Osama bin Laden has not struck me as a total idiot. Mad, possibly. Evil, in so far as a mere human can be that, credibly. But not a fool. Yet, now he is presumably being chased up one hill and down another like a sheep before the wolves, and don't tell me this whole thing should have come as a surprise to him. Bush Jr talks about enemies making mistakes. I wonder if it isn't something more.

You may have heard about archetypes. The stuff of legend and dreams, archetypes like the Hero and the Good Brother & the Bad Brother and the Old Wise Man, they crop up in myths around the world. C.G. Jung found them again in dreams of ordinary people. And good fantasy novels are full of them. They seem to have an attraction that does not fade with time and use.

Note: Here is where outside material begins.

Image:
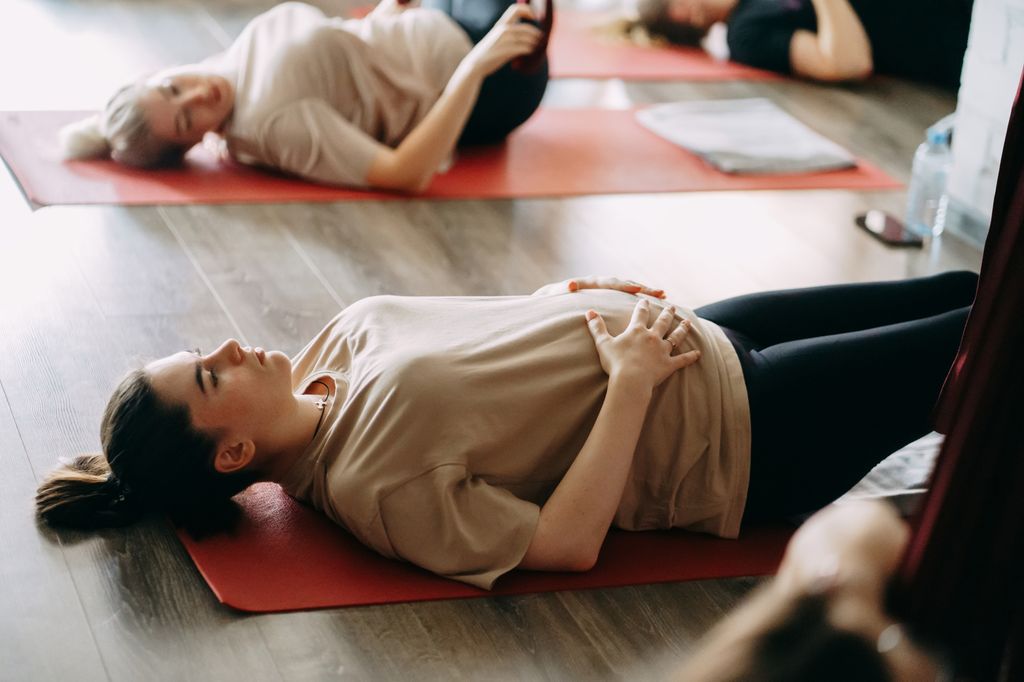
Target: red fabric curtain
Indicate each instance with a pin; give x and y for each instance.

I wonder - when people walk far enough down the path of evil, perhaps the archetypes take over and "possess" them. They come to a point of no return, where they find themselves compelled to act out the drama of Good vs Evil all over again. Do they see before it is too late, what side they are on? Do they see what is ahead of them, and are yet unable to stop it? Or are they blinded, like most of us are, to the machinations of the subconscious, until it is too late?

***

Let us imagine a parallel world, a neighbor in the multiverse, so close to our reality but still slightly out of synch. A world in which September 11, 2001 is just another day. Except that your cosmic twin wakes up from a nap with a brain filled with horrible images. Crashing planes, burning towers, shock and outrage. Your twin sits down and writes it all down. In the weeks that follow, new pieces of the story continue to drift over, and now it is a whole novel. We have come to what seems to be one of the last chapters: "The caves of Tora Bora".

Would it meet critical acclaim? "An epic story of the war between good and evil"? Or would it be put down as "unrealistic, filled with stereotypes and one-dimensional characters"? "The main weakness of this book is the lack of a realistic adversary. The evil mastermind lacks any credible motive; and the dark genius shown in the first part of the book is completely absent toward the end, where he foolishly lets his whole 'terror network' chase like sheep all over the place. This book could have been so much better if the author had not suddenly lost his inspiration three quarters through the story."

Well, who knows. Evil overlords may go down, but the unwritten rules say that they must always have a way out. Who know what dark trickery is still brewing ... in the caves of Tora Bora.